BOSTON — The K. George and Carolann S. Najarian, MD Inaugural Lecture on Human Rights will be held on Thursday, September 23, at 7 p.m. at Faneuil Hall, announced James M. Kalustian, president of the Armenian Heritage Foundation.
Free and open to the public, the fully-endowed lecture is a public program of the Armenian Heritage Foundation, sponsor of Armenian Heritage Park on the Rose Fitzgerald Kennedy Greenway, Boston.
The Inaugural Lecture is being held this September in recognition of the groundbreaking of the park on the Greenway in 2010.
Kerry Kennedy, human rights activist, founder of the Robert F. Kennedy Center for Justice and Human Rights, Washington, DC and author of Speak Truth to Power: Human Rights Defenders Who are Changing Our World, is the keynote speaker.
Opening Remarks will be offered by Peter Balakian, Donald M. and Constance H. Rebar Professor of the Humanities, Colgate University, poet and author of The Burning Tigris: The Armenian Genocide and America’s Response — A History of International Human Rights and Forgotten Heroes, which was the inspiration for this series. He wrote about the New England women and men — intellectuals, politicians, diplomats, religious leaders and ordinary citizens — who, beginning in the 1890s at Faneuil Hall, heard the eyewitness accounts of the atrocities taking place against the Armenian minority of the Ottoman Empire during World War I and were called to action.
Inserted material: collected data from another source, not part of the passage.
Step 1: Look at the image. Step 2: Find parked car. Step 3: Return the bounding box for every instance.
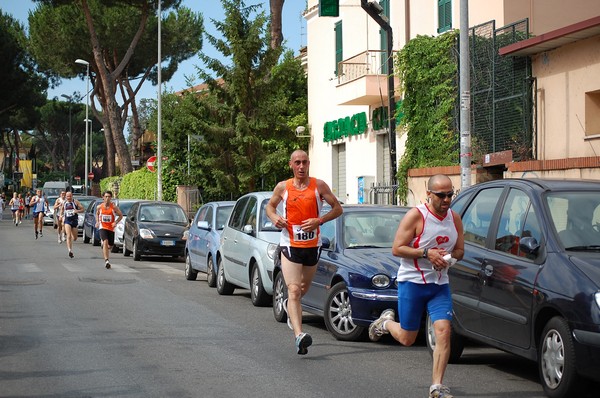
[112,199,143,252]
[427,178,600,398]
[82,199,103,245]
[75,195,100,235]
[185,201,235,286]
[42,196,59,226]
[123,201,189,261]
[272,205,408,341]
[217,192,280,306]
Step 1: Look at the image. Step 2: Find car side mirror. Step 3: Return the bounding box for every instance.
[321,236,331,249]
[519,236,540,255]
[242,224,254,235]
[197,220,210,230]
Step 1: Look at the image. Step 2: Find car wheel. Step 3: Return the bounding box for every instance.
[216,257,234,295]
[324,282,365,341]
[83,228,90,244]
[206,256,217,287]
[539,316,580,398]
[272,271,288,323]
[425,313,464,364]
[185,253,198,281]
[133,239,141,261]
[123,238,131,257]
[92,229,100,246]
[250,263,270,307]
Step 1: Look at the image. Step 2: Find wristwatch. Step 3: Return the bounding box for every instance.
[422,248,429,259]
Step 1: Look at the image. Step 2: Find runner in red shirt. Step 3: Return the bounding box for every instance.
[95,190,123,269]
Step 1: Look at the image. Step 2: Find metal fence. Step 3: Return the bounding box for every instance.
[470,19,535,161]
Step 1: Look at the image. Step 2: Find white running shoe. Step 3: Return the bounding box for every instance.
[429,384,453,398]
[368,309,395,342]
[283,298,293,330]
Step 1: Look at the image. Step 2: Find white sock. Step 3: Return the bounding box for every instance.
[382,320,389,331]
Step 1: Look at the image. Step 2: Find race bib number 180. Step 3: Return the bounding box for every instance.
[293,225,316,242]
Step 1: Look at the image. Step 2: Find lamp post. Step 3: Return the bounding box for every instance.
[61,94,73,184]
[75,59,90,194]
[85,118,92,190]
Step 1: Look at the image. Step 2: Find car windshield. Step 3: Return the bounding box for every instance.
[216,205,234,230]
[117,201,137,216]
[77,197,96,210]
[139,204,188,224]
[546,191,600,250]
[260,199,282,232]
[342,211,402,249]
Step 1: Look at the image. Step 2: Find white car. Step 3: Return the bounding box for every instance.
[217,192,281,306]
[112,199,141,252]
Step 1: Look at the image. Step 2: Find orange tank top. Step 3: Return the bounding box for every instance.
[281,177,323,248]
[98,203,116,231]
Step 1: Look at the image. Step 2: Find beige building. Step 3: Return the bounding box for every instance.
[304,0,600,205]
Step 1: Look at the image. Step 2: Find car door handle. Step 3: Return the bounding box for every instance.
[483,263,494,277]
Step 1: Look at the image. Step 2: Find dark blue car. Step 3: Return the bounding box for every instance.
[272,205,409,341]
[184,201,235,287]
[434,178,600,398]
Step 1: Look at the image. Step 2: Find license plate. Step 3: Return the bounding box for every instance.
[161,240,175,246]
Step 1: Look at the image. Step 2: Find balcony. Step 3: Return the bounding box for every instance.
[336,50,399,106]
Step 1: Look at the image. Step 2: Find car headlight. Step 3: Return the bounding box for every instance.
[371,274,391,288]
[182,230,189,241]
[267,243,278,260]
[595,292,600,310]
[116,223,124,233]
[139,228,155,239]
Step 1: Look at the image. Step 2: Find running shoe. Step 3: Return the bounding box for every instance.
[105,260,111,269]
[68,251,74,258]
[283,298,293,330]
[368,309,395,342]
[58,236,62,244]
[429,384,453,398]
[35,231,38,239]
[39,231,43,237]
[295,332,312,355]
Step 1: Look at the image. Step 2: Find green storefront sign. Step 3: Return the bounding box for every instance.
[323,112,367,142]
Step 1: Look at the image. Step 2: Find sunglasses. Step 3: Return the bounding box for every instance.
[429,190,454,199]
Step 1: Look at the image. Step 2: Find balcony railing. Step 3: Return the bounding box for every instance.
[336,50,398,85]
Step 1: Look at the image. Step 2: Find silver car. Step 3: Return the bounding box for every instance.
[217,192,280,306]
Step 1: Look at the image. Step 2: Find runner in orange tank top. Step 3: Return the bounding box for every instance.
[95,190,123,269]
[266,149,342,355]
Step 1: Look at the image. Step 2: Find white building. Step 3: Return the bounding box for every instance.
[304,0,600,205]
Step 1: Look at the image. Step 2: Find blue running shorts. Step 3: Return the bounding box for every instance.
[397,281,453,331]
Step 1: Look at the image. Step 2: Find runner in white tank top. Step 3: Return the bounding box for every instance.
[397,203,459,285]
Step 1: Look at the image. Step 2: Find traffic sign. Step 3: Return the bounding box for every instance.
[147,155,157,172]
[88,172,94,180]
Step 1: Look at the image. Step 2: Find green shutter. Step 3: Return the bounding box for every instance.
[319,0,339,17]
[335,21,343,76]
[438,0,452,33]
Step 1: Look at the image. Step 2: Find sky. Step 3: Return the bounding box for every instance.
[0,0,307,102]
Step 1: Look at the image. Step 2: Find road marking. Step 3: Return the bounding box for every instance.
[19,263,42,273]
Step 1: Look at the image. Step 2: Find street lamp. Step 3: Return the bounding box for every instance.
[61,94,73,183]
[85,118,92,189]
[75,58,90,194]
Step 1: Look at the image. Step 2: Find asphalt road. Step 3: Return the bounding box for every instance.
[0,208,577,398]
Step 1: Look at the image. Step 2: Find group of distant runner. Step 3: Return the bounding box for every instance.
[2,189,122,269]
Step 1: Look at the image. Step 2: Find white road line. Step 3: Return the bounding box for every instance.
[19,263,42,273]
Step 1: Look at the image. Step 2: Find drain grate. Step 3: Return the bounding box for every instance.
[78,277,137,285]
[0,279,46,286]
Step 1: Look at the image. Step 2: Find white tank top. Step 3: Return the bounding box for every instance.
[397,203,459,285]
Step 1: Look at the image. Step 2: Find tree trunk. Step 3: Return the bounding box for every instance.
[270,0,285,49]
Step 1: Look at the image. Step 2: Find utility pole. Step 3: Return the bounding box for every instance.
[460,0,472,188]
[360,0,397,202]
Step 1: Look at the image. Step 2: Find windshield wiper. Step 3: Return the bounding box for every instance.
[565,245,600,251]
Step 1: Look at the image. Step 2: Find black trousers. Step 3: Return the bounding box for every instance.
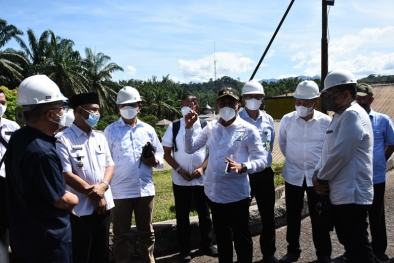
[71,210,111,263]
[249,167,276,256]
[369,182,387,255]
[172,183,213,253]
[333,204,374,263]
[210,198,252,263]
[284,180,332,257]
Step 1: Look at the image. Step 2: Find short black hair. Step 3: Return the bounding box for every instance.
[181,94,198,105]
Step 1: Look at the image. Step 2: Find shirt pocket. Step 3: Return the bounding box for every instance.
[95,146,106,167]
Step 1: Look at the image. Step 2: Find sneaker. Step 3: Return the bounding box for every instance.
[199,245,218,257]
[262,255,280,263]
[374,253,390,263]
[179,252,191,262]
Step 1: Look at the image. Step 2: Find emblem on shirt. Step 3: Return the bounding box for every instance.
[76,157,83,168]
[264,130,271,151]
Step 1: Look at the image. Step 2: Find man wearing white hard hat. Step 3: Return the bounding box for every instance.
[5,75,79,262]
[313,69,374,262]
[104,86,164,263]
[278,80,332,263]
[239,80,278,263]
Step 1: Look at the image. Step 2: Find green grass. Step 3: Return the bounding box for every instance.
[151,163,285,223]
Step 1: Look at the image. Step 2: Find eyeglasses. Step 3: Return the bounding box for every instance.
[81,107,100,114]
[120,103,139,108]
[45,105,69,114]
[243,94,264,100]
[323,90,344,98]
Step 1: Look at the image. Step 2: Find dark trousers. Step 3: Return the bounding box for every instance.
[249,167,276,256]
[284,180,332,257]
[210,198,252,263]
[173,183,213,253]
[369,182,387,255]
[333,204,374,263]
[21,241,72,263]
[71,211,111,263]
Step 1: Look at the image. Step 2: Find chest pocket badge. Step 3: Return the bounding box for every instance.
[72,146,84,168]
[264,130,271,151]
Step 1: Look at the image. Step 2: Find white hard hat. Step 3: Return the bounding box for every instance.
[293,80,320,99]
[64,109,74,127]
[117,86,142,104]
[242,80,265,95]
[323,69,357,92]
[17,75,67,106]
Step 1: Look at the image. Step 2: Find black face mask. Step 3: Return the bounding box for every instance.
[358,102,370,111]
[322,96,340,111]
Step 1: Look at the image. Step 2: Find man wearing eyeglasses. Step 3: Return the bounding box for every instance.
[56,93,115,263]
[239,80,279,263]
[184,87,267,263]
[313,69,374,263]
[5,75,79,262]
[104,86,164,263]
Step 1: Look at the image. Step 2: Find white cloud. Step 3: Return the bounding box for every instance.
[266,50,276,58]
[178,52,255,82]
[170,76,184,83]
[290,44,304,49]
[289,26,394,78]
[126,66,137,76]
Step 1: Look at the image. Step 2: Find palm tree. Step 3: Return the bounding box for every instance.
[0,19,28,86]
[82,47,123,113]
[42,32,89,97]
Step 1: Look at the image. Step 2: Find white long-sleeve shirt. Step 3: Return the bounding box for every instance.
[56,124,115,216]
[161,118,208,186]
[316,101,374,205]
[0,117,20,177]
[184,116,267,204]
[104,118,164,199]
[278,110,331,187]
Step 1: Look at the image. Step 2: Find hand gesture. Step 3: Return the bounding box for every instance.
[178,169,193,181]
[87,183,106,201]
[94,198,107,215]
[191,167,203,179]
[184,102,198,129]
[312,176,330,196]
[142,151,159,167]
[226,157,243,174]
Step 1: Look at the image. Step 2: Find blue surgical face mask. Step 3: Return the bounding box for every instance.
[81,108,100,127]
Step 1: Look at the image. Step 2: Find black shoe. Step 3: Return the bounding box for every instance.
[317,256,334,263]
[199,245,218,257]
[342,252,347,261]
[179,252,191,262]
[374,253,390,263]
[280,252,300,263]
[262,255,280,263]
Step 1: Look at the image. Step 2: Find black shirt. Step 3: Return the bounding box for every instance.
[5,125,71,257]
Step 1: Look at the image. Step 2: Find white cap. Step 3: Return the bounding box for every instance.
[117,86,142,104]
[242,80,265,95]
[323,69,357,92]
[293,80,320,99]
[17,75,67,109]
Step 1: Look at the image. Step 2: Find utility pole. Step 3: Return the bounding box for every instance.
[321,0,331,114]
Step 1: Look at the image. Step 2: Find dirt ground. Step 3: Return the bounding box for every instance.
[151,169,394,263]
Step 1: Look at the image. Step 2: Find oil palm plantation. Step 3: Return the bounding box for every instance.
[82,47,123,113]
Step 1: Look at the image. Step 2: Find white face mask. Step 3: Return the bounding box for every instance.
[0,105,6,117]
[120,106,138,119]
[245,99,261,111]
[295,103,314,118]
[219,107,236,122]
[52,111,67,129]
[181,106,191,117]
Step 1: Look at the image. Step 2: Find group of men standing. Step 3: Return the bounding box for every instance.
[0,68,393,263]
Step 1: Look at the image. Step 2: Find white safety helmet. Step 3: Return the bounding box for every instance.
[323,69,357,92]
[64,109,74,127]
[117,86,142,104]
[17,75,67,108]
[242,80,265,95]
[293,80,320,99]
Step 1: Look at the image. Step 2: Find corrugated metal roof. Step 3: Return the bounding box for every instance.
[271,83,394,164]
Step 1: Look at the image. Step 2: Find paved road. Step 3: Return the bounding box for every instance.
[153,169,394,263]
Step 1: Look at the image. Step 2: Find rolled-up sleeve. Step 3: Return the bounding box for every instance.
[244,127,267,173]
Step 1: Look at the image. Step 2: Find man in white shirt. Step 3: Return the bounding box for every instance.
[313,69,374,263]
[239,80,278,263]
[56,93,115,263]
[184,87,267,263]
[162,94,217,262]
[278,81,332,263]
[104,86,164,263]
[0,89,20,252]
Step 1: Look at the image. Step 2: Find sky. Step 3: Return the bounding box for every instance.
[1,0,394,84]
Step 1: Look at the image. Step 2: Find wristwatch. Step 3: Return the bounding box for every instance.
[101,180,110,191]
[240,163,247,174]
[175,167,182,174]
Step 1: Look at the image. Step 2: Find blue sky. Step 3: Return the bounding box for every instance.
[1,0,394,83]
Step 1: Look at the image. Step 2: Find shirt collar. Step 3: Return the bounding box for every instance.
[70,123,91,137]
[241,108,262,121]
[117,117,143,128]
[25,125,57,144]
[218,115,242,127]
[336,101,355,115]
[295,110,317,121]
[368,108,376,119]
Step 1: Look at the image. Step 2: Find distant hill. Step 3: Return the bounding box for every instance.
[259,75,320,83]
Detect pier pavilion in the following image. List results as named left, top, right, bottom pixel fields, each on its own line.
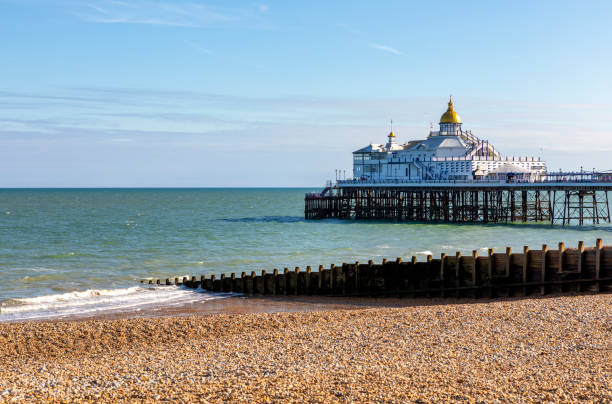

Distinguished Bostonians, among them Julia Ward Howe, Clara Barton, Charlotte Perkins Gilman and Alice Stone Blackwell, heard these accounts and were moved to assist the Armenians.
As a result, the American Red Cross launched its first international mission with Clara Barton bringing aid to the Armenians. Philanthropists nationwide raised over $100 million in support. This was America’s first internationally-focused human rights movement.